Waspada Kenaikan Tarif Listrik Jika Pemerintah Suntik Mati PLTU Cirebon-1
Sikap tergesa-gesa pemerintah melakukan pensiun dini operasional PLTU Cirebon-1 berpotensi menimbulkan malapetaka bagi masyarakat kelas menengah bawah.
Pengamat energi sekaligus Direktur Eksekutif ReforMiner Institute Komaidi Notonegoro meminta pemerintah tak terburu-buru menyuntik mati PLTU Cirebon-1, Jawa Barat.
"Pemerintah harus hati-hati, jangan terburu-buru untuk memensiunkan atau menyuntik mati PLTU Cirebon-1," ujar dia dalam acara Media Briefing Pertamina di Gedung Sarinah, Jakarta, Selasa (10/9).
- Kabar Gembira, Tarif Listrik PLN Dipastikan Tak Naik Hingga Desember 2024
- Siapkan Saldo Uang Elektronik Anda, Tarif Tol Pondok Aren-Serpong Bakal Naik dalam Waktu Dekat
- Pensiun Dini PLTU Batu Bara Bisa Berdampak Tarif Listrik, Begini Penjelasannya
- Tarif Listrik Tak Naik Sampai Juni 2024, PLN Jamin Tak Ada Mati Lampu
Komaidi menerangkan sikap tergesa-gesa pemerintah melakukan pensiun dini operasional PLTU Cirebon-1 berpotensi menimbulkan malapetaka bagi masyarakat kelas menengah bawah. Antara lain potensi krisis pasokan listrik yang mendorong kenaikan tarif listrik akibat tidak siapnya kapasitas energi hijau pengganti batu bara.
"Karena memang batubara ini memiliki kapasitas operasional yang tinggi dibandingkan energi hijau seperti angin, matahari yang memiliki keterbatasan. Selain itu, mayoritas listrik di kita masih mengandalkan batubara," ujarnya.
Tarif Listrik Bisa Naik
Dia mencontohkan, krisis pasokan listrik yang memicu kenaikan tarif pernah dialami sejumlah negara maju di Eropa yang telah mapan menerapkan energi hijau.

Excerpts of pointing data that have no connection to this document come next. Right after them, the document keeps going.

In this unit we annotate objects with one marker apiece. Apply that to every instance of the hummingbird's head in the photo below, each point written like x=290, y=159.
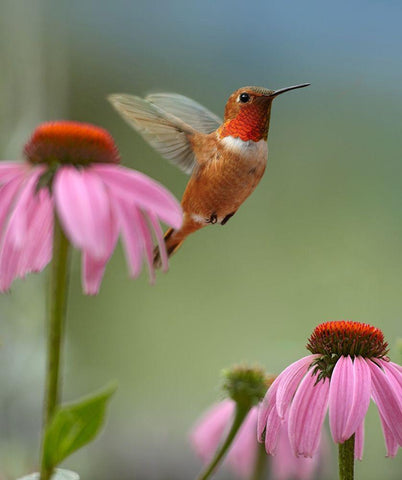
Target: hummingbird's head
x=248, y=110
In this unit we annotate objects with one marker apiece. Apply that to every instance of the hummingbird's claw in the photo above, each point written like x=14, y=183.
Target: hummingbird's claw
x=228, y=217
x=212, y=219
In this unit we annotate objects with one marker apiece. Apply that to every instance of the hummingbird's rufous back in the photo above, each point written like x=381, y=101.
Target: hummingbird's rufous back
x=226, y=159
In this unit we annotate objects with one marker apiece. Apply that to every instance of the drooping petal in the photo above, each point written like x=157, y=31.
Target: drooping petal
x=349, y=396
x=266, y=406
x=285, y=465
x=209, y=430
x=8, y=195
x=289, y=380
x=394, y=371
x=84, y=209
x=159, y=239
x=243, y=452
x=14, y=235
x=387, y=396
x=131, y=235
x=140, y=190
x=306, y=415
x=359, y=441
x=37, y=250
x=148, y=245
x=390, y=441
x=274, y=423
x=92, y=273
x=11, y=170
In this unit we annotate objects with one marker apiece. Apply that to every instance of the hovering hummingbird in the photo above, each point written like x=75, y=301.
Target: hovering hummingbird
x=226, y=159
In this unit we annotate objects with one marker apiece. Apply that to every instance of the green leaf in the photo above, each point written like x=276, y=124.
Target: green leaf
x=74, y=425
x=58, y=474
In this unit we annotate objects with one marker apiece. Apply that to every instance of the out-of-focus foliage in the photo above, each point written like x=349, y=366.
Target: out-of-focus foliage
x=320, y=239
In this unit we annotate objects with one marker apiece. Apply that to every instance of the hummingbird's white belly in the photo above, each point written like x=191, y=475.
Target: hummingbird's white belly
x=250, y=149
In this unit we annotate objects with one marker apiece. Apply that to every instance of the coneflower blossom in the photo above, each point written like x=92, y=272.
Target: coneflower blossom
x=71, y=171
x=348, y=365
x=210, y=432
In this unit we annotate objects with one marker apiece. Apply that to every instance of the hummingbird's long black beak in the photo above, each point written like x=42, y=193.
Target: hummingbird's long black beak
x=283, y=90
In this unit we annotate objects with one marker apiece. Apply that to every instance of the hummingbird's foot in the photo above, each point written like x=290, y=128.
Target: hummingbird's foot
x=228, y=217
x=212, y=219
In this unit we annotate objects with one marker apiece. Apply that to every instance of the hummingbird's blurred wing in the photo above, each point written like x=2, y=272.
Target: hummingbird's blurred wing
x=190, y=111
x=160, y=127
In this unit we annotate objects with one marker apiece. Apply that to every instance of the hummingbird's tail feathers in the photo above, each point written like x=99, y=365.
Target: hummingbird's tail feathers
x=188, y=110
x=174, y=238
x=165, y=132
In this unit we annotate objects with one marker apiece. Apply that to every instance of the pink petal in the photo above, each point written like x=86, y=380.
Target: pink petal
x=390, y=441
x=131, y=235
x=243, y=452
x=209, y=430
x=285, y=465
x=8, y=195
x=393, y=370
x=266, y=406
x=37, y=251
x=148, y=246
x=359, y=441
x=349, y=397
x=274, y=423
x=92, y=273
x=13, y=241
x=160, y=240
x=289, y=380
x=138, y=189
x=84, y=209
x=12, y=170
x=386, y=394
x=307, y=414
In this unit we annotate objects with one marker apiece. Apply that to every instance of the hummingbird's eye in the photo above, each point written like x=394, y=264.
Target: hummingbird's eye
x=244, y=97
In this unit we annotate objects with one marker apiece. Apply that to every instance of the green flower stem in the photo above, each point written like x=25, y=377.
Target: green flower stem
x=347, y=459
x=240, y=415
x=55, y=326
x=261, y=462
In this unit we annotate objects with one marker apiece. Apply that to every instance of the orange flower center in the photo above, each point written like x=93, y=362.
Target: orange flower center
x=348, y=338
x=71, y=142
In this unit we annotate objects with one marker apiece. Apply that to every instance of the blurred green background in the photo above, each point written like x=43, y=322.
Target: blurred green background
x=320, y=239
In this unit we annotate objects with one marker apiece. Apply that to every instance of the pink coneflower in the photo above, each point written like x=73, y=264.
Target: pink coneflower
x=348, y=365
x=212, y=428
x=71, y=171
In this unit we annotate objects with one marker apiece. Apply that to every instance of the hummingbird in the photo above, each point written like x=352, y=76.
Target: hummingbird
x=225, y=159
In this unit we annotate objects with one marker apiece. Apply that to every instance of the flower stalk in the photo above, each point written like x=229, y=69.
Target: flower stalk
x=346, y=455
x=57, y=292
x=240, y=414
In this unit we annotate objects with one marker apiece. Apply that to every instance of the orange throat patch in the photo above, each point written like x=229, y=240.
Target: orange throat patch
x=251, y=123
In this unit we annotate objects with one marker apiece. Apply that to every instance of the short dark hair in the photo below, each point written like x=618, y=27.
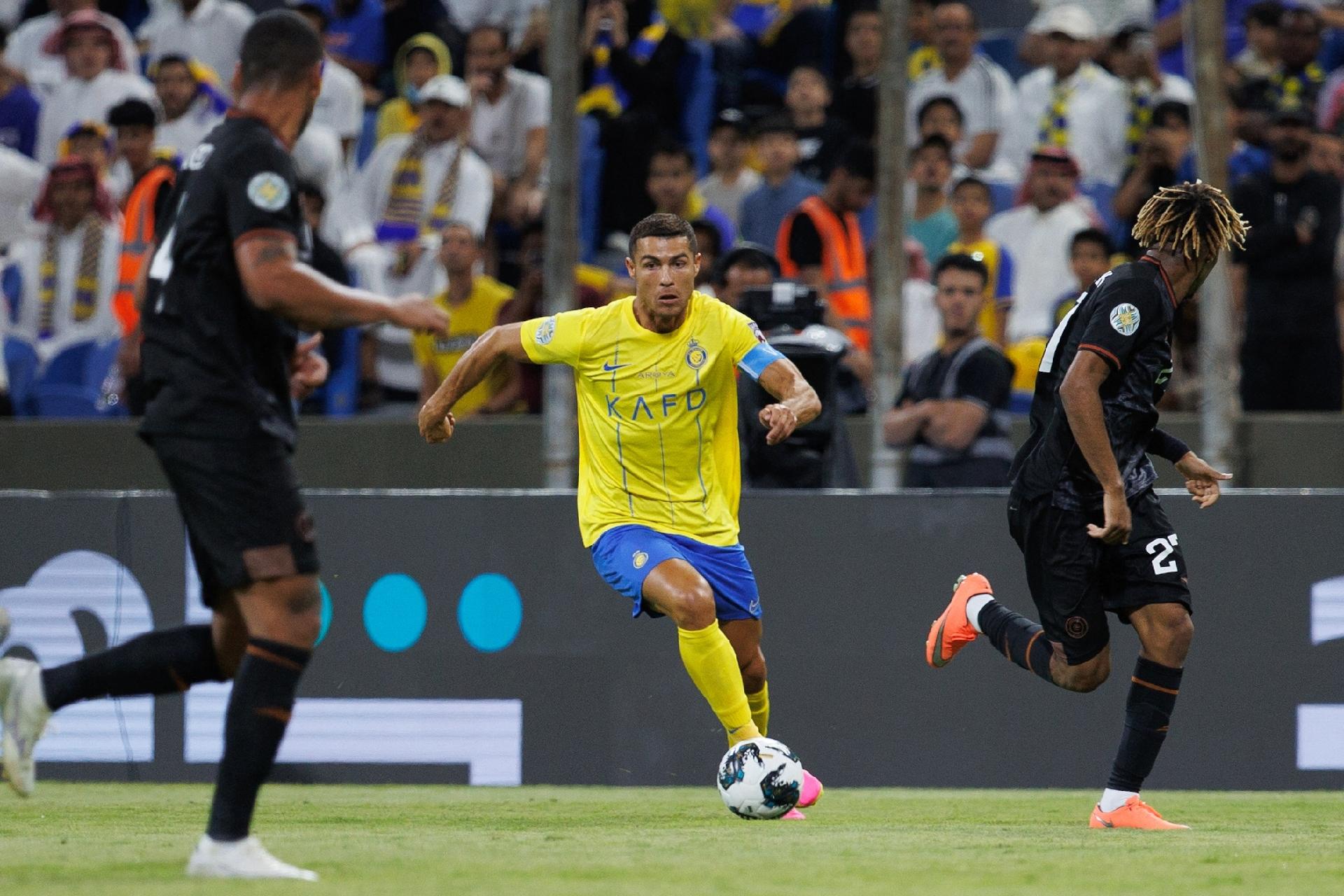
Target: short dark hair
x=1171, y=108
x=672, y=148
x=281, y=49
x=933, y=141
x=130, y=113
x=1096, y=237
x=960, y=261
x=940, y=101
x=977, y=184
x=486, y=27
x=776, y=124
x=1268, y=13
x=663, y=225
x=858, y=160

Masalah ini disebabkan oleh krisis energi ketika terhentinya pasokan gas akibat perang Ukraina dan Rusia.
"Saat itu, masyarakat di Inggris, Jerman (dan) negara Eropa lainnya harus membayar tarif listrik yang tinggi akibat krisis energi karena terhentinya pasokan gas, sedangkan tidak ada pembangkit bersumber dari batu bara," jelas dia.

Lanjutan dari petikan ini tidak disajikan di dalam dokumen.